Herkes yalan söylemiştir; ben hiç yalan söylemedim diyen bir insan hayatının en büyük yalanını söylemiş olur. Kimileri çok rahat yalan söyler, inandırıcıdır, birçokları ise yalan söylerken ya vücut dilleriyle ya yüz ifadeleriyle, en başta da gözleri ile kendilerini ele verir.
Ben yalanı kategorilere ayırdım. Beyaz yalanlar deyimi benim yarattığım bir kategori değildir. Çok yaygın olarak kullanılır. Zarar vermek için değil tersine kimse incinmesin, kırılmasın, üzülmesin diye söylenir. Başı sıkışınca insanlar bu tür yalana başvurur genellikle. Böylece hiç değilse içinde bulundukları zorluktan kurtulmuş olurlar. Yalanları ortaya çıkarsa da kendilerine çok fazla kızan olmaz, ne olsa iyi niyetle söylemiştir.
Pembe yalanlar daha çok sevgiliyi ya da eşi kızdırmamak için kullanılır. Öğrenciliğimizde sıkışınca öğretmenlere de bu tür yalanlar söylemişizdir zaman, zaman. Bunlar, beyaz yalanlardan farklı olarak er ya da geç ortaya çıkmaya mahkûmdur. Pembe yalanların bir özelliği çok üretken olmalarıdır, her zaman birbirlerini kovalar; bir kez pembe yalanlar devreye girdi mi diğerleri illâki onları kovalar. Karşı taraf uyanıksa da yalanı yutmadıysa ilişki en azından zedelenir, ya da daha neler, neler olabilir ama yazmaya dilim varmıyor. Kendisine yalan söylenen uyanık bir tip değil ise diğer pembe yalanlara gebedir demektir.
Bir de kötü yalanlar vardır, yalanın iyisi mi olur sorusunu yukarıda yanıtladım sanırım. Kötü yalanların başında, masum bir insana ya da insanlara iftira atmak gelir. Örneğin “ben onları gördüm, görmediğimi ise duydum, camide uygunsuz şeyler yapıyorlardı” diye bir yalan söylerseniz bu, çamur at izi kalsın türünden kötü bir yalandır, inanırlığı tartışma götürür. Yalanın sahibini bağlar, ortaya çıktı mı onun güvenirliğini yok eder. Bu tür yalanların örneklerini sıralasam sayfalar dolar. Ne var ki hiçbir yalan sonsuza dek gizli kalmaz deseler de ben bilemem; ama kötü yalanlar nedense hemen ortaya çıkar.

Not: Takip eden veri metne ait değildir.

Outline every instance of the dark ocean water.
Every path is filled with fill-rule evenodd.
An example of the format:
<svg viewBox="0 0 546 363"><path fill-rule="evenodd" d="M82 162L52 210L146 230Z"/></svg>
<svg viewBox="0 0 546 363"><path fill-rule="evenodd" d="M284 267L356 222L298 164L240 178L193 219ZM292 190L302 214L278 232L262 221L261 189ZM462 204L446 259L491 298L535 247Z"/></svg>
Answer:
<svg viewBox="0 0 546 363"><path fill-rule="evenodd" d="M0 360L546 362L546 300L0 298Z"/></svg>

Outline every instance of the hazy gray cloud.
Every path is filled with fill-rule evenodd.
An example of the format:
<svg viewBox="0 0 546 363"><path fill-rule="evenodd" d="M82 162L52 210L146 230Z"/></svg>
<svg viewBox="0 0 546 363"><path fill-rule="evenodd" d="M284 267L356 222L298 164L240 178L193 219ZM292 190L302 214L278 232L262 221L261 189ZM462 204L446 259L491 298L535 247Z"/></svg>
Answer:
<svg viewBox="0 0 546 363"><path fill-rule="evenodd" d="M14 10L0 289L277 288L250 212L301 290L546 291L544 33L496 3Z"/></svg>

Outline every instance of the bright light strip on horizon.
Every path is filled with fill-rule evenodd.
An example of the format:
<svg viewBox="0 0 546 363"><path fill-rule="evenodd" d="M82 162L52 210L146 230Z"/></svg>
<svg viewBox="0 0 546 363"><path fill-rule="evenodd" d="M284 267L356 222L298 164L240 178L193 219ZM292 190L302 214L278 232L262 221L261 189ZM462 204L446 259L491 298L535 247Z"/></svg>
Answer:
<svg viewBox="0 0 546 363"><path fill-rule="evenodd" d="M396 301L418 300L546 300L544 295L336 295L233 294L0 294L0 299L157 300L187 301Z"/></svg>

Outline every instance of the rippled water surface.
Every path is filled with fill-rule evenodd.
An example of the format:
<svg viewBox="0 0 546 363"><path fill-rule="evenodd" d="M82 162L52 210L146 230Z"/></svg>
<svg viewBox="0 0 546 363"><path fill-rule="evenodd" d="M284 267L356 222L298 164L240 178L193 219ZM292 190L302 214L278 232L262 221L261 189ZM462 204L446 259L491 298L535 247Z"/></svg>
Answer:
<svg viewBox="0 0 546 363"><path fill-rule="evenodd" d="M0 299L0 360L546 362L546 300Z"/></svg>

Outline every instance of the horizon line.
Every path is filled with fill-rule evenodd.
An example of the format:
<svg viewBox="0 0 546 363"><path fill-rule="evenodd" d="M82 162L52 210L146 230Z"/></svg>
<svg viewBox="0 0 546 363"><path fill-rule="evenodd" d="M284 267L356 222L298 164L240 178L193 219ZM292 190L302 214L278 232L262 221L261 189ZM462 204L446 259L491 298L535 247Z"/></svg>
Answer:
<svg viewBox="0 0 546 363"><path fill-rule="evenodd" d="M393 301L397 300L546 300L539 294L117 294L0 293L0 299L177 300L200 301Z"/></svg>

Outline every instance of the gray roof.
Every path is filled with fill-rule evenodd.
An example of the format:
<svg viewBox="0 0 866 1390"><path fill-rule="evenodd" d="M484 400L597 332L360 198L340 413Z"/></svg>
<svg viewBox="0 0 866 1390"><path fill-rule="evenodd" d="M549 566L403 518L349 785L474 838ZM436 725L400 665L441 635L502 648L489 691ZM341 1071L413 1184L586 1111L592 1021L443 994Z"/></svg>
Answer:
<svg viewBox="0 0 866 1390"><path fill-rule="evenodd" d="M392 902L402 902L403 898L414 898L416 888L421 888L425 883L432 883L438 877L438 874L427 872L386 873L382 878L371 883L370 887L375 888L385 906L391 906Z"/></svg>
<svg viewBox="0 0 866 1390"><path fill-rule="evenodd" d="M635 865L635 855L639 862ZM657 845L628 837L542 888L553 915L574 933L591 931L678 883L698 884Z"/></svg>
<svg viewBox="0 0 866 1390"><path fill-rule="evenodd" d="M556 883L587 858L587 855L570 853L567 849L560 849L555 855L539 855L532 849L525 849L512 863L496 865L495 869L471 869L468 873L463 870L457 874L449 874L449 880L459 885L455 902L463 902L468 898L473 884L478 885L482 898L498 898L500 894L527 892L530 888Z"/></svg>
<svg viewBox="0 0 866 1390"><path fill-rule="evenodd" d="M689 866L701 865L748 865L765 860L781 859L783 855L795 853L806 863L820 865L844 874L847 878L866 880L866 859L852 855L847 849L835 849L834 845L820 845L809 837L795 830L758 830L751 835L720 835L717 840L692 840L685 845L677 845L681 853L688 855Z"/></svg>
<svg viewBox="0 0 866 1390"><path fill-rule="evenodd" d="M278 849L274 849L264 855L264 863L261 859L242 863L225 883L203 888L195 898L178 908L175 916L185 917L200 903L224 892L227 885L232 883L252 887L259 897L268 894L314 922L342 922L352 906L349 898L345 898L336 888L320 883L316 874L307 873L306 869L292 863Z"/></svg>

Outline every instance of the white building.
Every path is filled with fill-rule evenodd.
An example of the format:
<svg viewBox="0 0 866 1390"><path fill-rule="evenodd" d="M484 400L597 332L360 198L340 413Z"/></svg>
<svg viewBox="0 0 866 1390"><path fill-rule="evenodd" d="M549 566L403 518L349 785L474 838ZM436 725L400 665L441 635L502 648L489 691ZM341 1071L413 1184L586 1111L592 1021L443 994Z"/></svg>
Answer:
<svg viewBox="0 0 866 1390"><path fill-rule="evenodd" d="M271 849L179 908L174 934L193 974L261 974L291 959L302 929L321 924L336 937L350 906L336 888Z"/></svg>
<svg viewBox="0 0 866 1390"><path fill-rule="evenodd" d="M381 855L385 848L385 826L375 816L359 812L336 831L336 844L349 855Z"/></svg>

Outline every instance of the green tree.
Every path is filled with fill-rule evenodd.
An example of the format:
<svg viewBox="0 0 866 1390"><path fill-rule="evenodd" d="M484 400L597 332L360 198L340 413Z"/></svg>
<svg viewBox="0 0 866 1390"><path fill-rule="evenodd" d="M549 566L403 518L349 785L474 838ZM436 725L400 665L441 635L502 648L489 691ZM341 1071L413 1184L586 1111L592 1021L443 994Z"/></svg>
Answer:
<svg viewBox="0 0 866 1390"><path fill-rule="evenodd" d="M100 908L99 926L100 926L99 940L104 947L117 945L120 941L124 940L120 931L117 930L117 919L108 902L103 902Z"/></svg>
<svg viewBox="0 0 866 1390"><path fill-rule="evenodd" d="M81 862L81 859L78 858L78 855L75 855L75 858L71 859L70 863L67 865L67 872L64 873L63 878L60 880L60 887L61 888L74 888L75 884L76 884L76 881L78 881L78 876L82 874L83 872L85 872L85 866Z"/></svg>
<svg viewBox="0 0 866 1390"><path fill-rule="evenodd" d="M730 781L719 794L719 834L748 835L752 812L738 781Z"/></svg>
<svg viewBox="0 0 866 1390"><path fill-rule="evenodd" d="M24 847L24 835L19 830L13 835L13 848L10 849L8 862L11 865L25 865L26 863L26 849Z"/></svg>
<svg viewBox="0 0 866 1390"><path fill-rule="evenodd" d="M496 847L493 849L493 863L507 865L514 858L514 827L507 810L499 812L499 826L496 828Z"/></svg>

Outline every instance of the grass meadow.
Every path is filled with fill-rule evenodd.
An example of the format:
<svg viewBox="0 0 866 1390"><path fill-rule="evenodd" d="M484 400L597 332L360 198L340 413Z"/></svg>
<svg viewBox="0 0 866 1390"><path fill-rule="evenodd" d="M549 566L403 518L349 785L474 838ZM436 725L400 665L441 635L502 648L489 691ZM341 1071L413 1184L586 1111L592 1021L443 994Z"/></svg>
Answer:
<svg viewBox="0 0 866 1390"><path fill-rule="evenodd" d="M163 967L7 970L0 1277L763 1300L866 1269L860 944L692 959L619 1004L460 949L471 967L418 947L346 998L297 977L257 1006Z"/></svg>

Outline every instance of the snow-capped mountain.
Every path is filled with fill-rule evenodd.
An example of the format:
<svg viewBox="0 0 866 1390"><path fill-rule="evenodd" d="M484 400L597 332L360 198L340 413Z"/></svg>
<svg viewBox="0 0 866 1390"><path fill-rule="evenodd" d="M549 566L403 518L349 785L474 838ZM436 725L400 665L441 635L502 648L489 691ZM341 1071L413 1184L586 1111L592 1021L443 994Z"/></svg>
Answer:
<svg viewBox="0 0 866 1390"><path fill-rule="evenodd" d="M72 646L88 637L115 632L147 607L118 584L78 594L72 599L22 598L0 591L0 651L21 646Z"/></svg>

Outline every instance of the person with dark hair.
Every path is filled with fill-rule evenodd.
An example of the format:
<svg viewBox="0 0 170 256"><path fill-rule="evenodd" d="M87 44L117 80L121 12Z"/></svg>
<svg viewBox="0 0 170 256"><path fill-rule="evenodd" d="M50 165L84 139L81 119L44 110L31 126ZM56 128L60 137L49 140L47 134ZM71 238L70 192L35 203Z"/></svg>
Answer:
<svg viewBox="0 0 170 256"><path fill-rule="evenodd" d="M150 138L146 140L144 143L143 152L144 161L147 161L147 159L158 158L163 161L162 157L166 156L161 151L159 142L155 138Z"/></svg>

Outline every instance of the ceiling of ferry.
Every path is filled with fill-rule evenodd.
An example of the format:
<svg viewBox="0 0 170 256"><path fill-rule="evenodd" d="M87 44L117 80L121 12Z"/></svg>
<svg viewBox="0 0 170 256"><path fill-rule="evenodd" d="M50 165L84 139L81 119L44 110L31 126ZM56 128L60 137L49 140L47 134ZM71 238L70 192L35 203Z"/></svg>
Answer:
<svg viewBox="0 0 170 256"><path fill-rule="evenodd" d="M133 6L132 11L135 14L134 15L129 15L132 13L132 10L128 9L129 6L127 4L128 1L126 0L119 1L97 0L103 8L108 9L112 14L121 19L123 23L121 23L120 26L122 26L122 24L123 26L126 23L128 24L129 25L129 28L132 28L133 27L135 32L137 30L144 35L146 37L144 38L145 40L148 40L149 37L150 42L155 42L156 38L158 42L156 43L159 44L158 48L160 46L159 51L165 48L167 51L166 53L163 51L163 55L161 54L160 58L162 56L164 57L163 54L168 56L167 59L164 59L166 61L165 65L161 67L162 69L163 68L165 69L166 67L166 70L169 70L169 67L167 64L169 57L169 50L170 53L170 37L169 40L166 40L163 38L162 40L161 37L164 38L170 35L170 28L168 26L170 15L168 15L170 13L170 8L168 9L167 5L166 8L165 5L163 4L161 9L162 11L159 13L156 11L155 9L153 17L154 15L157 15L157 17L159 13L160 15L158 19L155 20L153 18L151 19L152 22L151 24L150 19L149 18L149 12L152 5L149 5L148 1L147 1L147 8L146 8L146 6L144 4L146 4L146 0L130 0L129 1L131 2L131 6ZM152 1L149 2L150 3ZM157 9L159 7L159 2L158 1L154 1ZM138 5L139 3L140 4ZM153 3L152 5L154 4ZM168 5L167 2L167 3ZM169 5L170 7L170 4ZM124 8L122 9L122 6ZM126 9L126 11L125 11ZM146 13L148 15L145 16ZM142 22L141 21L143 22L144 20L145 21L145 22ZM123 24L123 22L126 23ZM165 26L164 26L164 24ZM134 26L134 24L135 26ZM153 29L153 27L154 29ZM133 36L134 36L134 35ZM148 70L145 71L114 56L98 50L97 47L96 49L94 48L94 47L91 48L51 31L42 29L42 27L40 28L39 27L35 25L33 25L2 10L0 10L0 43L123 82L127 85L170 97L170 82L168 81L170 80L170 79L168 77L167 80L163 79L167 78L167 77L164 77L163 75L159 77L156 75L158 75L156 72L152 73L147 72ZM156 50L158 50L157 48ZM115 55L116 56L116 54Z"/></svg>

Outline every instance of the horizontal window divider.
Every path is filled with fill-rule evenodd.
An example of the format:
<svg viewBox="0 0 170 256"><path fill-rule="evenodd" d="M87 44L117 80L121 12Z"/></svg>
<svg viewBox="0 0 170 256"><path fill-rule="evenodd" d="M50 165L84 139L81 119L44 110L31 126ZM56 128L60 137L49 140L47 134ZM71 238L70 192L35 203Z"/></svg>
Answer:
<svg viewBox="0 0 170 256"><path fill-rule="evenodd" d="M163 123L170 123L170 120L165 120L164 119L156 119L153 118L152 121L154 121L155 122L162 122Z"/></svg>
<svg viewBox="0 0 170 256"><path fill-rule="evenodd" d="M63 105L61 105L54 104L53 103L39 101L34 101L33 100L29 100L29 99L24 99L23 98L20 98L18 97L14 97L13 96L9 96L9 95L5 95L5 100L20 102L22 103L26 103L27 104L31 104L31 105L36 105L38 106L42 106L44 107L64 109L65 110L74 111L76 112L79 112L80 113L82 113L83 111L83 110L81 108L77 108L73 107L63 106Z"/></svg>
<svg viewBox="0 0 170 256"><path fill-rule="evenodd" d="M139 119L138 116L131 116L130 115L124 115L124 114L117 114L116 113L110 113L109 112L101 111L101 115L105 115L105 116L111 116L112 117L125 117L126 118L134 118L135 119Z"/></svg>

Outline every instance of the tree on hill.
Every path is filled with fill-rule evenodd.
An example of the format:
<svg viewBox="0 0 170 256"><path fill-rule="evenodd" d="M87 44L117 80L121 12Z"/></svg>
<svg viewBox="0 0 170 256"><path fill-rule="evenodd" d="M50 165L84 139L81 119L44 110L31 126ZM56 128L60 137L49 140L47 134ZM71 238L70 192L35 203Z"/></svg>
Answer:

Bir de iğrenç yalanlar vardır ki tüm yalanların en kötüsüdür. Bu tür yalanlara başvuranlar herkese, her ortamda ve her fırsatta hiç çekinmeden, hiçbir etik değer taşımaya özen göstermeksizin, ağzına geleni akıl süzgecinden geçirmeyerek sürekli yineler. Yalandır adı üstünde, gerçekle uzak yakın ilgisi yoktur. Böylesi yalanları bir beyin yıkamak aracı olarak kullanır; yalanını söyler, izleyen gün yine, sonraki gün tekrar ve hiç bıkmadan aynı yalanı söyler; söyleye, söyleye kendi yalanına kendi de inanarak yalan söylemenin şehvetine kapılır. Gözleri çakmak, çakmak, ağzı köpürerek, nefret saçarak kendi yalanıyla sanki beslenir. Dur durak tanımaz. Toplumun en fazla değer verdiği kurum ve kişileri karalar. Kalp kırar, çevresini öfke toplumu durumuna getirir. Yalanlarla çevresini kandırmak amacındadır ve bir noktaya kadar başarılı da olur. Bazı insanlar inanır, inanmayanları ise hainlikle suçlamaya kadar gider işin ucu.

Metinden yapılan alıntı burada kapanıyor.